A young child finds greater and more lasting amusement in the rough, coarse cuts to be found in a backstreet picture book, than in the daintiest illustrations of Caldecott or Kate Greenaway; and the reason, no doubt is, that art having realized less, there is more scope for imagination--more field for the young idea to play in. So too in heathendom, the worship of Isis continued a living cult long after that of the Latin gods had become merely a state ceremonial. The blank impersonal carving of the Egyptian idol left unlimited possibilities to the devout imagination, which each worshipper could work out according to his own needs, while the fully realized conceptions of Grecian art showed more to the worshipper than perhaps he could take in, and the bodily perfection displayed recalled rather the victor in some circus contest than suggested the mysteries of the unseen.
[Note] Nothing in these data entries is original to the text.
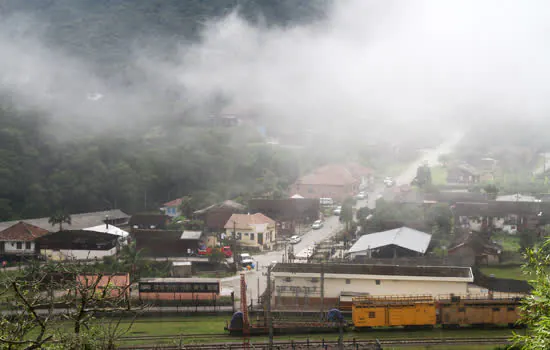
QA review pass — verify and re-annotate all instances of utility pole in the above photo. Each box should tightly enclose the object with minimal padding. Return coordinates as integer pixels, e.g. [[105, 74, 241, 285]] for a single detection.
[[266, 265, 273, 350], [321, 263, 325, 320]]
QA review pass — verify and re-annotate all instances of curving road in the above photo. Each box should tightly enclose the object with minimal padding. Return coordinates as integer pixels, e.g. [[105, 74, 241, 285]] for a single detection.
[[222, 132, 463, 303]]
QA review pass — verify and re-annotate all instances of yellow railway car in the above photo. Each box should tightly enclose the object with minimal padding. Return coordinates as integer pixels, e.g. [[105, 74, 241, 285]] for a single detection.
[[352, 295, 437, 328], [439, 296, 521, 327]]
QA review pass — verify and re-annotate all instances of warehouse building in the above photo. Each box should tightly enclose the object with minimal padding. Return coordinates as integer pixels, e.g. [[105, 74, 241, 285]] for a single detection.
[[348, 227, 432, 259], [272, 264, 474, 309]]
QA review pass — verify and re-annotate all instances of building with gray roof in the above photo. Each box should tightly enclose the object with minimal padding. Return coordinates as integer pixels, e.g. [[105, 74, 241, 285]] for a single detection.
[[348, 227, 432, 258]]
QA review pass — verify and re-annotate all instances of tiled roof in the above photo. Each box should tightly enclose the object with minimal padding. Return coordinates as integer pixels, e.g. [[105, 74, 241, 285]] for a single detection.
[[271, 263, 473, 280], [0, 221, 48, 242], [163, 198, 183, 207], [0, 209, 130, 232], [298, 165, 358, 186], [193, 200, 246, 215], [225, 213, 275, 230]]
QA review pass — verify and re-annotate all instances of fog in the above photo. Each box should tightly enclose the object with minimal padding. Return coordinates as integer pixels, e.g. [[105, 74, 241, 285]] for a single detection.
[[0, 0, 550, 141]]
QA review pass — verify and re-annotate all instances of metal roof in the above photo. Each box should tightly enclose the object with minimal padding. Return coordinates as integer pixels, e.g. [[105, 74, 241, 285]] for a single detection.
[[271, 263, 473, 282], [0, 209, 130, 232], [180, 231, 202, 240], [348, 227, 432, 253], [84, 225, 129, 238]]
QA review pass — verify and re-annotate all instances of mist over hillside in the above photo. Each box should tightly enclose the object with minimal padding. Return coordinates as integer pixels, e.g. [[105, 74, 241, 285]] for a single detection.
[[0, 0, 550, 217]]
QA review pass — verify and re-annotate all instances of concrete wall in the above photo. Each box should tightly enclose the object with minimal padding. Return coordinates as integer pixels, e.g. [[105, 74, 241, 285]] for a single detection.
[[0, 241, 35, 254], [275, 275, 473, 298], [40, 247, 116, 261], [290, 181, 359, 202], [226, 225, 277, 249]]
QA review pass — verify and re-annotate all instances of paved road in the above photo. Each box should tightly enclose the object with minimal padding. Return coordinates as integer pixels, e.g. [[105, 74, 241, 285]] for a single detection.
[[222, 133, 462, 303]]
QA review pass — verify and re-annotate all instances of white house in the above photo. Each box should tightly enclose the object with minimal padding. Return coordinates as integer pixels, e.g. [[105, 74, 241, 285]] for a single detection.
[[0, 221, 48, 256], [271, 264, 474, 307], [224, 213, 277, 250], [160, 198, 183, 218], [348, 227, 432, 258], [40, 224, 129, 260]]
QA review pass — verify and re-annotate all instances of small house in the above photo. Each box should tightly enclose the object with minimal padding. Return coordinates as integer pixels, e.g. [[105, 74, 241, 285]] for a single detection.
[[225, 213, 277, 250]]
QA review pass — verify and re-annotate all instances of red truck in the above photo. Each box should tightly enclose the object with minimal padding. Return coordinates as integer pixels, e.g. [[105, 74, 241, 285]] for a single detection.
[[198, 246, 233, 258]]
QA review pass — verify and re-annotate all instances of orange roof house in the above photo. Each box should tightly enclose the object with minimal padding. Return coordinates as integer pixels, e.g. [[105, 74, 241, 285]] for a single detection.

But while we have been talking of her daughter, Mrs. Sangster and her guests have gone to tea. Tea was a meal forty years ago. The company sat round the table, which was set out with plates of bread and butter, various kinds of cake, and sundry varieties of preserves, the work of Sophia all, and works whose excellence warranted the pride she took in them; for before all else Sophia was a notable housekeeper.

After tea there was music, but it being Saturday night, Sophia refrained from performing her last-learned polka, seeing it was an elder's house and two ministers were present; not that she feared to seduce these grave gentlemen into the levity of a dance, but that it was not consonant with the Sabbath exercises of the coming morrow. Mary therefore was called on to sing for them 'Angels ever bright and fair,' and such other morsels of Handel as she could recall without her music. After that, Mr. Sangster called for his favourite Psalm tunes, in which he and Mr. Dowlas joined with immense relish, and no small volume of sound. Mary's voice was completely overborne in the din, and Mr. Wallowby added a new experience in sacred song to his not very complimentary catalogue of the transgressions and shortcomings of the Scotch as measured by the standard of Manchester.

CHAPTER VII.

[JOSEPH].

If night follows brighter day in more sunny climes, the colder skies of Scotland enjoy at least the compensation of a lengthened gloaming. The crimson glory of sunset ebbs more slowly away, and a paler daylight lingers on and on, fading by imperceptible degrees, as the blue transparent vapours of the still and warm earth rise to meet the golden blue of heaven; it is hours before the two unite to wrap the world in the purple gloom of night.